Families can be complicated, particularly extended families and new families. Divorce, re-marriage and children with a second spouse can all serve to complicate family dynamics, which can, in turn, complicate estate planning. Indeed, family conflict was recently cited as one of the three main threats to the success of estate planning in California and the rest of the country. According to the recent survey, the other two are market volatility and tax reform.
Nearly half of the estate planning professionals consulted for the survey cited family conflict as the biggest threat. Contributing to this belief is the difficulty that can surround designating beneficiaries, and another factor that contributed was a general lack of communication within the family. Estate planning usually involves goals for what the plan is expected to accomplish in retirement for the principals and following their deaths for their descendants.

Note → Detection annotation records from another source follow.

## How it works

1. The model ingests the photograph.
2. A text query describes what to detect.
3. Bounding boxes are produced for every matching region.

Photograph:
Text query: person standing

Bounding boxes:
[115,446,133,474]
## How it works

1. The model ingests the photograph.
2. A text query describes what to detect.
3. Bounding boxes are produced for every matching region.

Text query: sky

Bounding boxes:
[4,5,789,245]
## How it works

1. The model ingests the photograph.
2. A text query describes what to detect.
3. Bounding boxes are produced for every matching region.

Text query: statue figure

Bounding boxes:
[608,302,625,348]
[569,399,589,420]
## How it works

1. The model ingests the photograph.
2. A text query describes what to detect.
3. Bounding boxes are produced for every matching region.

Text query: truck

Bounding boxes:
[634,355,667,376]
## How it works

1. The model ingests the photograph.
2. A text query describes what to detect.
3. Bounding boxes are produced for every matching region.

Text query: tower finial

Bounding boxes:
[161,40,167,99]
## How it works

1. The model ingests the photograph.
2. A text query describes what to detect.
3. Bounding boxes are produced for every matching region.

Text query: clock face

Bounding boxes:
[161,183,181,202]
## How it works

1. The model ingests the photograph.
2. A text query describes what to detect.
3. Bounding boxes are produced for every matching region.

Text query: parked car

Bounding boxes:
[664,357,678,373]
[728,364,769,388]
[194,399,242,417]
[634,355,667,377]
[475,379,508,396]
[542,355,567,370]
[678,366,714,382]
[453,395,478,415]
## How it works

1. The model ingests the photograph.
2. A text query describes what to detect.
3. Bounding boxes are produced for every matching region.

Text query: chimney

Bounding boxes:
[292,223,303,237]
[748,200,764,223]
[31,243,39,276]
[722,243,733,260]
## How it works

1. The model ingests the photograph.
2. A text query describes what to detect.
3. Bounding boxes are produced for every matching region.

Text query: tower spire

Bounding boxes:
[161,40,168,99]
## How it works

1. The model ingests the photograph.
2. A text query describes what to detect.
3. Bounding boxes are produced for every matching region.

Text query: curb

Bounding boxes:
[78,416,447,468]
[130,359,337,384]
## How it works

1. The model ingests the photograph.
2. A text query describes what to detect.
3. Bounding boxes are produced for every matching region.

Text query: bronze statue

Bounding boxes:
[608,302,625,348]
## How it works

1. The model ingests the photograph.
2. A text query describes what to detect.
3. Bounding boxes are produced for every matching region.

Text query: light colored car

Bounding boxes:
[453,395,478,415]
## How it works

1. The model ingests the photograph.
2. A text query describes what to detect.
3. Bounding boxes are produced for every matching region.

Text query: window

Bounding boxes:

Tax reform and market volatility can impact those goals. The increase in the gift amount inspires some to gift large sums of money while they are still living to avoid a possible estate tax later. However, volatile markets should not be disregarded as the first priority for many to fund their retirement. This may not be possible if the principal is depleted through gifting.
The best way to avoid the family conflict that can arise is to assemble the family members and have a comprehensive discussion concerning the shared goals and objectives that can contribute to the success of estate planning in California. Once an agreement has been reached, an existing plan can be reviewed or a new plan created. In either case, consulting with an experienced estate planning attorney can help get or keep your estate plan in good stead.